Research from Northeastern University found that people who were practicing gratitude regularly, were able to make better and more sensible decisions. When 105 students were asked whether they would prefer to receive a small amount of money immediately, or a large amount of money at some point in the future, the students who had exhibited gratitude were more likely to hold out for the larger amount. “[When] you cultivate gratitude in your life, it’s like a self-control buffer. It helps you more frequently be ready to resist temptation and do the right thing, whatever that right thing may be,” says  study author David DeSteno, a professor of psychology at Northeastern University.

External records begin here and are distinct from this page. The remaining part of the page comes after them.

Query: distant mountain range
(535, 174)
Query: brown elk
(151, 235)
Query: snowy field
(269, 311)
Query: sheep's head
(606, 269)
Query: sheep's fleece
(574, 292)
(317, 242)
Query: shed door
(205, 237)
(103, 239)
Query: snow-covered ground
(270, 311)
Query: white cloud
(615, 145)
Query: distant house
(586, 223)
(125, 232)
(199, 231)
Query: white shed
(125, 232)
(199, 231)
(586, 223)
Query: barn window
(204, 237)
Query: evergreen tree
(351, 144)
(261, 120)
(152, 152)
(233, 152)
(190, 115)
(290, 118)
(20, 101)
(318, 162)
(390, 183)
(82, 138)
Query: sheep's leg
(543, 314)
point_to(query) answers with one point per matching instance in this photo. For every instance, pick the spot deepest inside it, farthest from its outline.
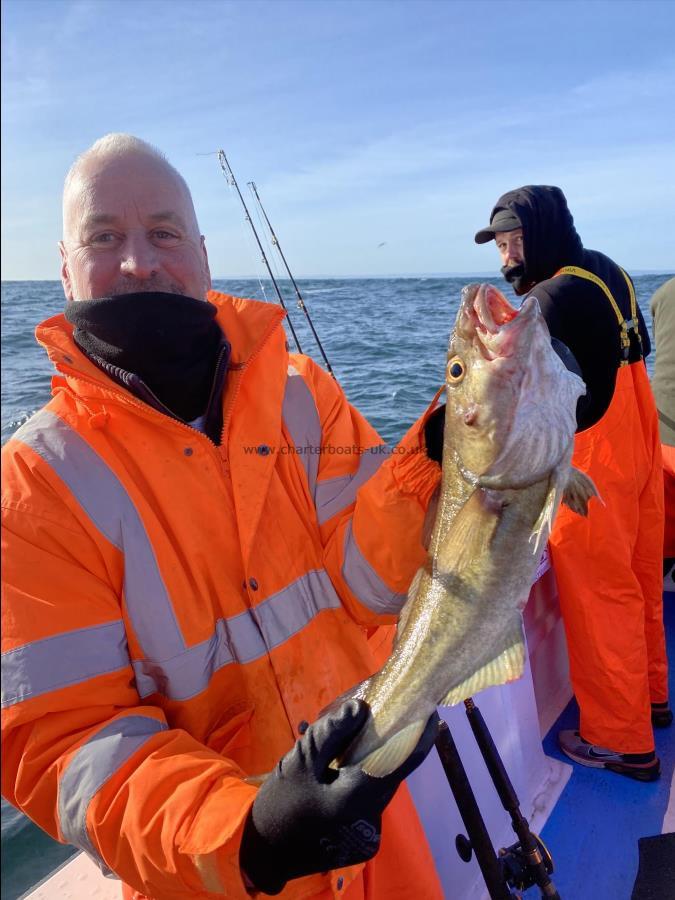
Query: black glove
(310, 818)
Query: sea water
(386, 339)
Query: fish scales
(508, 438)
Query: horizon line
(325, 277)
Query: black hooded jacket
(577, 311)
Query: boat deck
(594, 828)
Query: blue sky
(379, 133)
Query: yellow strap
(624, 324)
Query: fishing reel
(521, 869)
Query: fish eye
(456, 370)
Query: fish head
(511, 402)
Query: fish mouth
(495, 327)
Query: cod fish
(509, 430)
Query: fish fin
(506, 666)
(357, 692)
(542, 527)
(578, 492)
(471, 534)
(395, 751)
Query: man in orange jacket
(607, 566)
(199, 535)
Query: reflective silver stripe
(104, 499)
(335, 494)
(364, 581)
(301, 418)
(64, 659)
(239, 639)
(94, 763)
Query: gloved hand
(310, 818)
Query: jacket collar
(246, 323)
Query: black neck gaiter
(169, 341)
(518, 277)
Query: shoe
(641, 766)
(662, 715)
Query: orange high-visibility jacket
(174, 609)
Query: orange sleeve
(83, 756)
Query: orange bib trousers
(609, 572)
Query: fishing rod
(525, 863)
(232, 181)
(301, 302)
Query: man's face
(510, 246)
(129, 225)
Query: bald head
(129, 224)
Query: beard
(156, 283)
(518, 278)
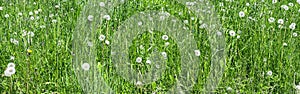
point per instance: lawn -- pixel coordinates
(149, 46)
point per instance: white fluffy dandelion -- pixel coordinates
(165, 37)
(85, 66)
(138, 60)
(197, 52)
(101, 37)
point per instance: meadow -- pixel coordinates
(43, 50)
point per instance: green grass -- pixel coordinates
(49, 67)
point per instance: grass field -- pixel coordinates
(40, 47)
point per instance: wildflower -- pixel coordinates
(90, 17)
(9, 71)
(292, 26)
(30, 13)
(51, 15)
(280, 21)
(238, 36)
(229, 89)
(197, 52)
(274, 1)
(107, 17)
(12, 58)
(138, 60)
(297, 87)
(295, 34)
(138, 83)
(148, 62)
(165, 37)
(285, 7)
(31, 18)
(29, 51)
(11, 65)
(85, 66)
(54, 21)
(56, 6)
(242, 14)
(14, 41)
(284, 44)
(164, 54)
(6, 15)
(167, 44)
(231, 33)
(101, 4)
(247, 4)
(269, 73)
(101, 37)
(271, 19)
(20, 13)
(36, 12)
(31, 34)
(140, 23)
(90, 44)
(107, 42)
(291, 4)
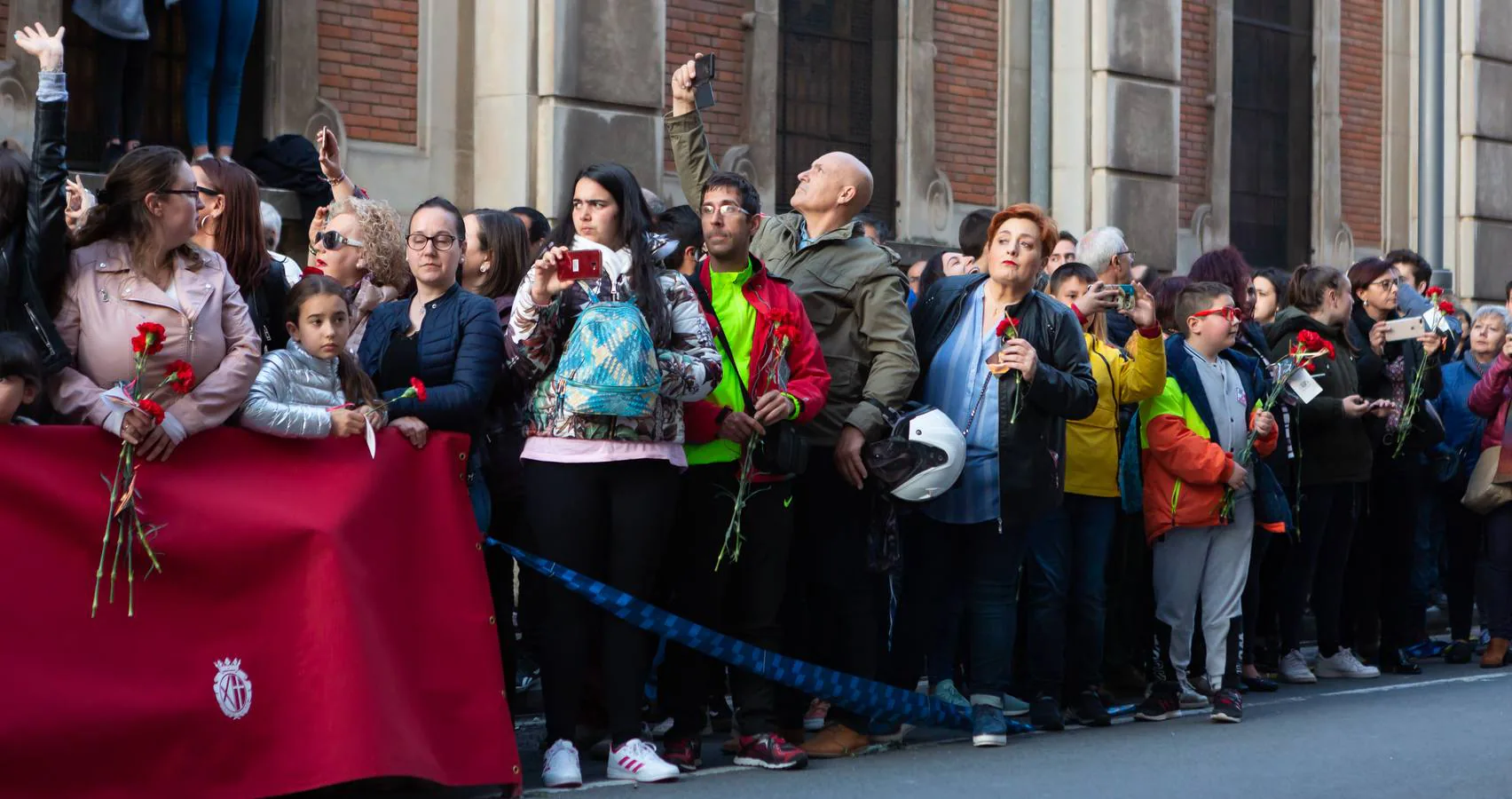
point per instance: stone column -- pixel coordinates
(505, 105)
(1333, 241)
(1136, 103)
(924, 191)
(601, 77)
(1398, 102)
(1485, 150)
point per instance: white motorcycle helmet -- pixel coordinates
(923, 459)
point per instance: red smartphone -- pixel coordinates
(581, 265)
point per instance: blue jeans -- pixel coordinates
(218, 32)
(1067, 592)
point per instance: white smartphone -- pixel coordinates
(1405, 328)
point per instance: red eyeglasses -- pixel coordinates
(1228, 312)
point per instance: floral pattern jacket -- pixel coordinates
(537, 335)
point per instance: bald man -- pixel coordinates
(854, 296)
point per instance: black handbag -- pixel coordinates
(782, 450)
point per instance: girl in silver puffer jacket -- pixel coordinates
(313, 388)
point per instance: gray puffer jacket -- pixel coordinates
(292, 395)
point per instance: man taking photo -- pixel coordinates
(856, 300)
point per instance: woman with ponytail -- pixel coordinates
(313, 388)
(232, 225)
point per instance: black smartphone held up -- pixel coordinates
(704, 71)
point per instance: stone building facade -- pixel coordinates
(1287, 128)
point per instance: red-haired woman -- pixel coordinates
(232, 225)
(1037, 378)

It’s great for your relationship

The Journal of Theoretical Social Psychology released a study that practicing gratitude and feeling grateful toward your partner improves multiple aspects of the relationship. “Having a partner that’s grateful for you or you being grateful for the other” can both help your love life, says Emma Seppälä, a happiness researcher at Stanford and Yale Universities and author of The Happiness Track. Overall, couples who were practicing some degree of gratitude toward one another were reported to feel more connected and satisfied overall.

It’s great for your glow up

In a study published by the journal Personality and Individual Difference, researchers evaluated people’s level of gratitude, and then compared it with how likely these individuals were to engage in wellness-boosting behaviours. They found that there was a positive correlation between gratitude, and the amount of time invested in activities such as exercise, healthy eating and doctor’s visits. This means that by being grateful, you’ll also improve your physical health!

It’s great for your sleep

“Count blessings, not sheep,” Seppälä says. Research from the Journal of Psychosomatic Research found that people who actively engage in positive thoughts tend to sleep both longer, and better. So, if you’re going to do an exercise like a gratitude journal, we recommend you do it just before bed – this will soothe the nervous system and help you get a fabulous slumber.

It’s great for your diet

Susan Pierce Thompson, a cognitive scientist believes that “gratitude replenishes willpower”. She’s studied the psychology of eating for years, and through her studies she’s found that feelings of gratitude can boost your impulse control, and helps you to slow down and make more metered decisions. By simply jotting down a few things you’re feeling grateful for, you can clear your mind and reset, making it easier to resist temptation.